9. Daily maintenance suggestions

If Supermemory wants to function stably for a long time, daily maintenance must be indispensable.

Regular cleaning and filing

It is recommended to take half an hour every month to check the knowledge base. Delete content that is obviously outdated or no longer needed, and file important discussions in the historical record. A clean knowledge base is not only more efficient in retrieval, but also more accurate for AI to understand.

Monitor storage space

The space of Docker volume is not unlimited, especially after storing a lot of web content. Use docker system df regularly to check space usage, and clean up useless images and containers if necessary.

Focus on version updates

Supermemory development is relatively active, and officials will release updates regularly. Updates usually include performance optimizations and new features. You can use git pull to pull the latest code and rebuild the image. But remember to back up your data before updating, just in case.

Establish usage habits

Integrate Supermemory into your daily workflow. For example, spend 5 minutes every day before leaving work to save the day's important discussions and technical decisions, and spend 10 minutes every week reviewing the contents of the knowledge base. After persisting for a while, you will find that the knowledge base has become a real second brain.

X. Summary

Supermemory is essentially an external memory system for AI. The core problem it solves is that "AI must understand the background from scratch every time it has a conversation." By storing project information, technical decisions, and experience in Supermemory, you can let the AI start every conversation on the basis of "it already knows you", saving a lot of time for repeated explanations.

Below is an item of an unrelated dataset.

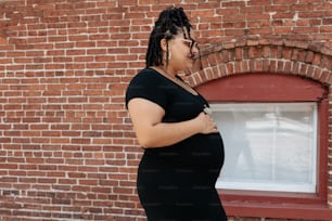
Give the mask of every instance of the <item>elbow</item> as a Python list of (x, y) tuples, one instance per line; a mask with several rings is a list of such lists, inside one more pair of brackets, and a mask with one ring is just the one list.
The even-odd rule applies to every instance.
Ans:
[(159, 147), (162, 145), (162, 143), (157, 141), (156, 135), (137, 134), (137, 140), (143, 148)]
[(143, 148), (156, 147), (155, 142), (153, 142), (153, 140), (149, 138), (138, 138), (138, 143)]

For individual developers, it is recommended to build a knowledge base by project and save the architecture, configuration, and pit breaking records. For team use, it is recommended to build a public knowledge base to accumulate team experience, so that newcomers can get started much faster.

Docker is the easiest to install and deploy and can be run in 5 minutes. Advanced configuration includes switching vector databases, configuring collection sources, setting memory priorities, etc., which can be gradually deepened as needed.

Finally, there are a few points to note: Keep API keys well, don't be greedy for too much knowledge base content, back up data regularly, and check the security configuration of the production environment.

The key to making good use of Supermemory is to develop the habit of storing important information in a timely manner, making it your true "external brain."